Researchers at the Indian Institute of Technology (IIT) Delhi have found a positive link between hysterectomy rates and access to cashless state health insurance subsidies, especially in the states of Andhra Pradesh and Telangana. They used the National Family Health Survey data to draw the associations.
The procedure of surgically removing the uterus is called a hysterectomy and is the second most frequently carried out medical procedure in women. It is usually conducted in the later phase of a woman's reproductive life and is often suggested when one is facing a dangerous gynaecological disorder. The study of the survey found that between 2012-2016, the rate of hysterectomies in India went up from 1.7 to 3.2 surgeries for every 100 married or ever been married women. This ended up being a major concern as the average age of women opting for this surgery is much lower than those in high-income countries. Plus, this procedure can have serious health consequences and post-surgery side effects.
Aarogyasri, the Andhra Pradesh state government's Rajiv Aarogyasri health insurance programme was launched in 2007 and aimed to provide sufficient cashless coverage for tertiary healthcare to 19.2 million below poverty line households. The scheme pays higher rates to hospitals than other similar insurance programmes. The researchers also found that women eligible for this insurance were 2.8 per cent more likely to undergo a hysterectomy compared to women outside the scheme. The chances of them opting for this procedure at private hospitals were higher than them undergoing it at public ones since the scheme covered reimbursement at both places. The reason for this is at doctors at private hospitals are usually paid a fee for their service rather than at public hospitals where they receive a fixed salary. This motivates the former to recommend clinically unnecessary procedures to their patients. One reason for this could be the cashless nature of government insurance subsidies where the payment structure serves as an incentive for preventable surgeries.

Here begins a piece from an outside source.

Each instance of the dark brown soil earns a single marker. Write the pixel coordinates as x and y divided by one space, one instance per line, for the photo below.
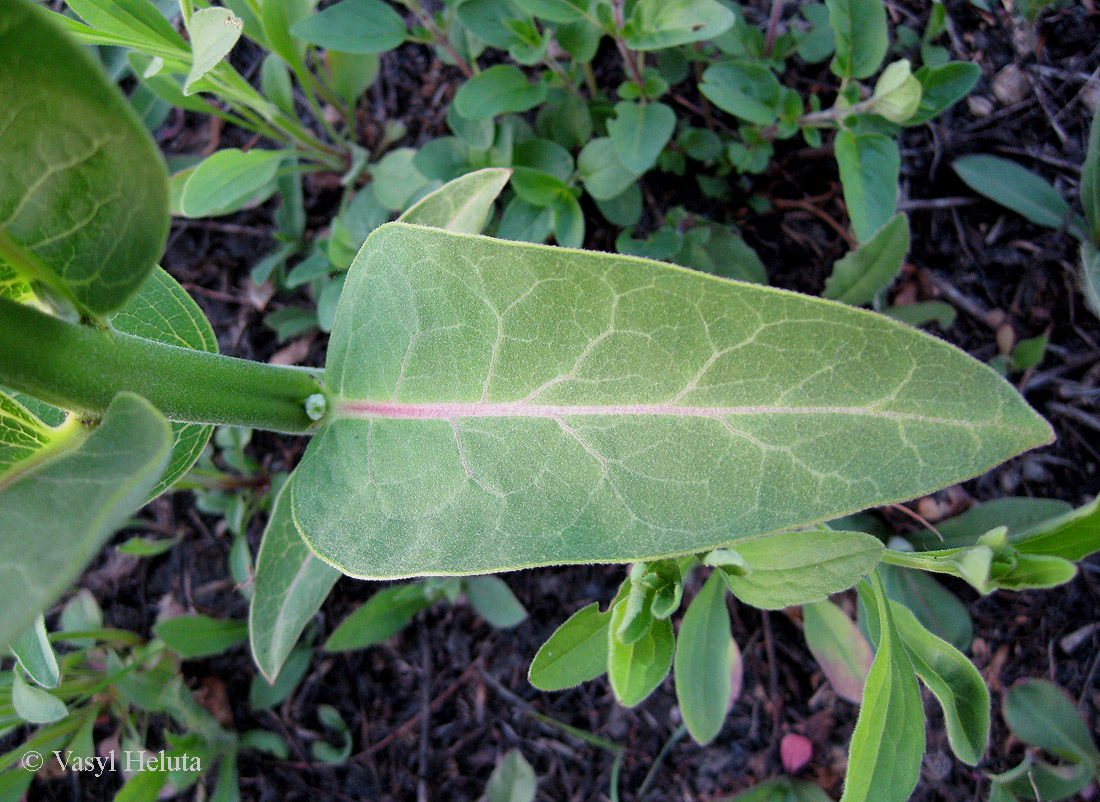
435 707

The report also found that doctors who are compensated on the basis of a fee for service were more likely to perform hysterectomy surgeries, regardless of them being clinically necessary or not. Indian women are more likely to opt for this procedure when the state provided them with health assistance by reimbursing hospital fees and service arrangements and younger women are more likely to get this procedure done.
In 2010, the Andhra Pradesh government imposed stricter controls on performing hysterectomies on women under 35 and in 2011, it limited the procedure to public hospitals only. As it is difficult for financing authorities to double-check the actions of hospitals and patients’ health, the downside of insurance aids results in a higher demand for avoidable surgeries. These include C-sections, appendectomy, cholecystectomy, tonsillectomy and hysterectomy.